Perhaps the most telling judgement of all came yesterday from a member of the health select committee, Andrew George. Mr George is a leading Lib Dem MP. He told the BBC that “most of the informed and authoritative commentators on this all agree this may result in a race to the bottom, and it certainly will. And I think it will compromise quality of treatment too”
Can everyone, including members of the coaltion, be so wrong. I think not. David Cameron remarked that even his brother-in-law (a doctor ) is apprehensive. We should all be, for on the rare occasions when the Lancet has taken up a position, it has always been proved right.
When every member of a family is in good health it is easy to laugh at the antics of someone like Andrew Lansley. But to current users the man is a walking nightmare.

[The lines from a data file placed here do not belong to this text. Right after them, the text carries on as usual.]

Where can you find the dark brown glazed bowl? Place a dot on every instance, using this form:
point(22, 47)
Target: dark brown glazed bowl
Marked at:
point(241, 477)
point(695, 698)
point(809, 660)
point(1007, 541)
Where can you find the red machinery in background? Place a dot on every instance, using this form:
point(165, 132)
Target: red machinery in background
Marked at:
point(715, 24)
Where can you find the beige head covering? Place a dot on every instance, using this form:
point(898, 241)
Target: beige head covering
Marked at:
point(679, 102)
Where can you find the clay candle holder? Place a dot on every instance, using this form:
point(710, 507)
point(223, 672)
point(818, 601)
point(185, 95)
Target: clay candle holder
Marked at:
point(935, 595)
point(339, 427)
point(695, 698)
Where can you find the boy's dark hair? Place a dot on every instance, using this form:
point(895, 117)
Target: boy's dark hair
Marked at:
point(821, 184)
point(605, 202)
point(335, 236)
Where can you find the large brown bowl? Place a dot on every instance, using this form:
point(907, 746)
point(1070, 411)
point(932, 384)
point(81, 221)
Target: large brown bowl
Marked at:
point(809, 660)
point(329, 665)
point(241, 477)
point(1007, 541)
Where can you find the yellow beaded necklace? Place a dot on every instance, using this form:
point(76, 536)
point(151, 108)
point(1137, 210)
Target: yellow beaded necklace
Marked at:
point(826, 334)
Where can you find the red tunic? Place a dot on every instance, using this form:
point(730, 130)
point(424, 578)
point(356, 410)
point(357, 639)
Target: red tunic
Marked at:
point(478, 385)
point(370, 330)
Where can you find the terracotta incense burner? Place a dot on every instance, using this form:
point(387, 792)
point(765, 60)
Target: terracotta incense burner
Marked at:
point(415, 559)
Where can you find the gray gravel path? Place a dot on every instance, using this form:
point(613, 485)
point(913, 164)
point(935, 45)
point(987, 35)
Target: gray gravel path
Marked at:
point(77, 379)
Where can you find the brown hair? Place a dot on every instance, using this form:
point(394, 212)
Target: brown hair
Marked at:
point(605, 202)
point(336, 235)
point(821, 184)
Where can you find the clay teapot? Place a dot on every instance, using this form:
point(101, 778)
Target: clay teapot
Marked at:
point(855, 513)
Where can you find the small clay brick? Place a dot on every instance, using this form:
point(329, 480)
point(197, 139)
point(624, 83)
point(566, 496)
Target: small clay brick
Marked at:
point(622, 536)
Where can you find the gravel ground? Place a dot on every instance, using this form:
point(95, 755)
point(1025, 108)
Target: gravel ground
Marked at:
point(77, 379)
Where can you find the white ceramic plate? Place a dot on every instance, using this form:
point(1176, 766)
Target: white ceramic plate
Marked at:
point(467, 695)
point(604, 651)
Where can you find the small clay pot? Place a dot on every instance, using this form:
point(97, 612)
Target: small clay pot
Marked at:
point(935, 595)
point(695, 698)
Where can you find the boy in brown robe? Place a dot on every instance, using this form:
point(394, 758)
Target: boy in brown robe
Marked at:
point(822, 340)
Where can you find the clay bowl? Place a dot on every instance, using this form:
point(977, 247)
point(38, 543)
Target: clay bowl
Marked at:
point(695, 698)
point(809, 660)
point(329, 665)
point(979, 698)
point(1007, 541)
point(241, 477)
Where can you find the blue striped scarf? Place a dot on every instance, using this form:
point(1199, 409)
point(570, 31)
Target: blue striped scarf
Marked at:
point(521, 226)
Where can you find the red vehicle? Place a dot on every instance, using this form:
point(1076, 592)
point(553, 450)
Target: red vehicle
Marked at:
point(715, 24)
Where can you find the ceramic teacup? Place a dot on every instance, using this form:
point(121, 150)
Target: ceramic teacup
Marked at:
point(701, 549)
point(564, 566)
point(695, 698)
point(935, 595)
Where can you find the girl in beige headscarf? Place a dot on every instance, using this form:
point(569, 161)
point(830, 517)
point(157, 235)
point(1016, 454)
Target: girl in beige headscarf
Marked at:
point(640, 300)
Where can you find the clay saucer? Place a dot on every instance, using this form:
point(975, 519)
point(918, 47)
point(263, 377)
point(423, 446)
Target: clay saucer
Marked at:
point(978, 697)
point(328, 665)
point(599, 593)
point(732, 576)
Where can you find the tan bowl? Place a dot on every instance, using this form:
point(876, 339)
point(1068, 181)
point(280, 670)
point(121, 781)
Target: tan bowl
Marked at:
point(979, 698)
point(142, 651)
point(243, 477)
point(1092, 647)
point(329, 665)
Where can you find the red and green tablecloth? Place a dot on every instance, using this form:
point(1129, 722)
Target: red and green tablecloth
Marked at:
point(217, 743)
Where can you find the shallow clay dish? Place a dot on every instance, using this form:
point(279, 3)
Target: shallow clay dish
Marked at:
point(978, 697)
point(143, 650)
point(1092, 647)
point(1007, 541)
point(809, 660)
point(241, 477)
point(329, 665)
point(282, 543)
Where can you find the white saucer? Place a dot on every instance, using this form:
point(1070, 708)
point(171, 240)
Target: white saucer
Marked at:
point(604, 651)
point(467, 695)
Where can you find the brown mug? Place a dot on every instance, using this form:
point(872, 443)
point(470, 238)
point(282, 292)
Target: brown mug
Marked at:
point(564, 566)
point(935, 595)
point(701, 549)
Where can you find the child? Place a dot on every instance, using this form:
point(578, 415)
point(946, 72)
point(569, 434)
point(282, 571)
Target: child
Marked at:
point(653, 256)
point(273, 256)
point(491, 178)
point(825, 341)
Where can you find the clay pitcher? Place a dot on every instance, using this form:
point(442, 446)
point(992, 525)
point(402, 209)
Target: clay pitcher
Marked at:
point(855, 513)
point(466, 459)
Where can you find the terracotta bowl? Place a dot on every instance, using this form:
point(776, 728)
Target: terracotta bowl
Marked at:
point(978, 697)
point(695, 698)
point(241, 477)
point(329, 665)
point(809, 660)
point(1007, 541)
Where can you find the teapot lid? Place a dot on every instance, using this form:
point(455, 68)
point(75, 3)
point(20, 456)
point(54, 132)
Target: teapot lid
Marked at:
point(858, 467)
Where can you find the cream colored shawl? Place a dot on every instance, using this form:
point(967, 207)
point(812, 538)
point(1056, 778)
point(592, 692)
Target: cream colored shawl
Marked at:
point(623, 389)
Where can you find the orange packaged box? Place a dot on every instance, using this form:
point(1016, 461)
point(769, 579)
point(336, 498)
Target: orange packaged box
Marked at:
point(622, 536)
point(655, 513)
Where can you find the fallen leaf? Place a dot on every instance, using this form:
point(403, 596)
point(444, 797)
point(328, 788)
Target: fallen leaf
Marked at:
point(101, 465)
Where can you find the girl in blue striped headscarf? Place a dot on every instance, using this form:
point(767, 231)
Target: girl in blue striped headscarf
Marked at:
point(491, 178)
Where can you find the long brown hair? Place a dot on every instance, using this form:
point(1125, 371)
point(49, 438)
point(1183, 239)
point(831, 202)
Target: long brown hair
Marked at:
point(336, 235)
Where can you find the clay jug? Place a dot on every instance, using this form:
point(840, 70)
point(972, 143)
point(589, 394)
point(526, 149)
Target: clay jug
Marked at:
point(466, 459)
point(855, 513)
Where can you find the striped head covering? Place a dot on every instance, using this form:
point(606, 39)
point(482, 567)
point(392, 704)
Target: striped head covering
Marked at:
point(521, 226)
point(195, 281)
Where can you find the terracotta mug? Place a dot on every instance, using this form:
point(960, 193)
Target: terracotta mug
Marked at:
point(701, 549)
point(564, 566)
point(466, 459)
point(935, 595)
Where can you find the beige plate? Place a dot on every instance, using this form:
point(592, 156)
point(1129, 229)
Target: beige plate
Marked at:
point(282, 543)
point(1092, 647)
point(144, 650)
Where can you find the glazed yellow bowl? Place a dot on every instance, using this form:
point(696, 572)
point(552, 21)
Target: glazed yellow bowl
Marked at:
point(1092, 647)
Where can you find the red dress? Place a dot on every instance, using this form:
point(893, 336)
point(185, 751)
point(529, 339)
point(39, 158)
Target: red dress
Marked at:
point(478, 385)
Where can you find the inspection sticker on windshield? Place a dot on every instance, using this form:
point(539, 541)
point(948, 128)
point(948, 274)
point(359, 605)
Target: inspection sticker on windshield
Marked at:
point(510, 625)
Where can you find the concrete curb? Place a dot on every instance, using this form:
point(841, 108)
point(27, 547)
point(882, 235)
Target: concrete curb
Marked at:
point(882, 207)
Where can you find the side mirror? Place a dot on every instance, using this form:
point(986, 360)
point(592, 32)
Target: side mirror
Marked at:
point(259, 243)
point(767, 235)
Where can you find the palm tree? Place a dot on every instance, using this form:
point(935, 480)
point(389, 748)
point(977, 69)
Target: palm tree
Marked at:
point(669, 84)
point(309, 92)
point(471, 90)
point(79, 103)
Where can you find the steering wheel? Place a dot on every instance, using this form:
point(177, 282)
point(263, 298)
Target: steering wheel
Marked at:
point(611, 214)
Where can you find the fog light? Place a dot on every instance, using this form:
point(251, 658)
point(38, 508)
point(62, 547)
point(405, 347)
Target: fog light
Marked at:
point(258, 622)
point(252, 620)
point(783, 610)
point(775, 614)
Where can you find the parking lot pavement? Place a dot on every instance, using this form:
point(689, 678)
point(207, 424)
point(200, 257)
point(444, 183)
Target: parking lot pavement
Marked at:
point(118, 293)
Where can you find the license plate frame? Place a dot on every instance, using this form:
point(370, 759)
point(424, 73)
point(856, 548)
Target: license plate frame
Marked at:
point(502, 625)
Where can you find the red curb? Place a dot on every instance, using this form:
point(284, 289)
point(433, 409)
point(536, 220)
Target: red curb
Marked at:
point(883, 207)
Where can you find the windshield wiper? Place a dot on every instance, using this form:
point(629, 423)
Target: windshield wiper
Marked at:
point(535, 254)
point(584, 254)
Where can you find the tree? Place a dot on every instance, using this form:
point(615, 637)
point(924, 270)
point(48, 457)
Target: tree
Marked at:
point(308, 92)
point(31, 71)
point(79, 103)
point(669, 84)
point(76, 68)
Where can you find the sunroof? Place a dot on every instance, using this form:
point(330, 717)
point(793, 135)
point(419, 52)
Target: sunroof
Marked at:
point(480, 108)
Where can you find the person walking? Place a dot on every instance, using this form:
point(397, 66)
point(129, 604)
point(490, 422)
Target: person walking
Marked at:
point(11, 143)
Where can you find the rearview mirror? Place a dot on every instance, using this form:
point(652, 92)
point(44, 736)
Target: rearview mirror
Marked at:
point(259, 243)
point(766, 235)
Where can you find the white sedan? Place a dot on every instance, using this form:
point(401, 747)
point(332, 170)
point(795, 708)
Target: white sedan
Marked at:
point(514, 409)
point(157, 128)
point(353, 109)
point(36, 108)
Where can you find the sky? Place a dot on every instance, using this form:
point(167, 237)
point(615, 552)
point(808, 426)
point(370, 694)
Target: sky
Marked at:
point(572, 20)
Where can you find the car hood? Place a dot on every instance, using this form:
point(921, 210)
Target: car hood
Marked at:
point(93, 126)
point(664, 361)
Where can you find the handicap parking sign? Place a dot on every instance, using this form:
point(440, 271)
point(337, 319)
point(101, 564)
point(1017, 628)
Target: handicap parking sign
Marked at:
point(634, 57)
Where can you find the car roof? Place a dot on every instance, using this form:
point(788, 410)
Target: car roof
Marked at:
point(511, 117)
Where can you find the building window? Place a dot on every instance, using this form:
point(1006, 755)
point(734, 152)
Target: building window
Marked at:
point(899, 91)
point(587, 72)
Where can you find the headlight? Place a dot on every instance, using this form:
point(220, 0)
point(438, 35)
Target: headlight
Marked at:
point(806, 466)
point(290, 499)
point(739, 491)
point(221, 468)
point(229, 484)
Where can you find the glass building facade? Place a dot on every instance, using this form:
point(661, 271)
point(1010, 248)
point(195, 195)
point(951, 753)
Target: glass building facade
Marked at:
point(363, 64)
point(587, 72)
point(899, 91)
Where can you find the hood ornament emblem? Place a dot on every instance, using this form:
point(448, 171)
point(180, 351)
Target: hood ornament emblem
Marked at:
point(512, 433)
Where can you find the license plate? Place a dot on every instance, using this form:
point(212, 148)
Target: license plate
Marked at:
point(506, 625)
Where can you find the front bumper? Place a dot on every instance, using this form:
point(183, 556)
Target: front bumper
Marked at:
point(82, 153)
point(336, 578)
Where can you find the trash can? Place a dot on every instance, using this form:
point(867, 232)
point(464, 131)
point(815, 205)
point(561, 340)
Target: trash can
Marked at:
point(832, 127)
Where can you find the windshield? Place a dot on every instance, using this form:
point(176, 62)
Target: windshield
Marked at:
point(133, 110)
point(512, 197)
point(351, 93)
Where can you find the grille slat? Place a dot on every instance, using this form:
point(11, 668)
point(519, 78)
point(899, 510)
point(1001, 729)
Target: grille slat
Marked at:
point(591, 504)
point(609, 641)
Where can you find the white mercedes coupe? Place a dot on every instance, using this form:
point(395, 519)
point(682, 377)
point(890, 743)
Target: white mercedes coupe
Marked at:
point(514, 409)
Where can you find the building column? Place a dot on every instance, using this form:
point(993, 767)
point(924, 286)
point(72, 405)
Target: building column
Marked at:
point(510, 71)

We should perhaps remember that there will inevitably be a time when the whole family is not well!. By then it may be too late and right now we have to decide whether we trust the professionals or Cameron/Lansley. Easy choice really isn’t it?
THOUGHTS FOR TODAY; ” A woman without a man is like a fish without a bicycle”…Florynce Kennedy ” Ask a woman how she feels and she will tell you all about every relationship she’s ever been in. Ask a man and he’ll tell you he feels like a pizza”….Diana Ford ” A man has to be Adolph Hitler to be called ruthless. All a woman has to do is put you on hold”….Marlo Thomas ” Feminism is a wonderful idea – until the car goes wrong”..Nicola Zweig ” The Woman’s Movement would be a lot more successful if men were running it”……. Alan Clark “In Newcastle being gay means ’owns a coat’ “….Jimmy Carr “Do men who like to dress up as women find that they can no longer parallel park?”…Roseanne “Its better to be black than gay because when you’re black you don’t have to tell your mother”….Charles Pierce “Most women are attracted to the simple things in life. Like men”….Sophia Loren ” Remember if you smoke after sex, you’re doing it too fast”….Woody Allen ” My wife and I were happy for twenty years, and then we met”….Rodney Dangerfield
ANSWERS TO YESTERDAY’S QUIZ; 1.Michael Crawford 2. Last of the Summer Wine
TODAY’S QUESTIONS; 1. Where was Gough Whitlam once prime minister? 2. What organisation did the Rev ‘Tubby’ Clayton (died in 1972) found?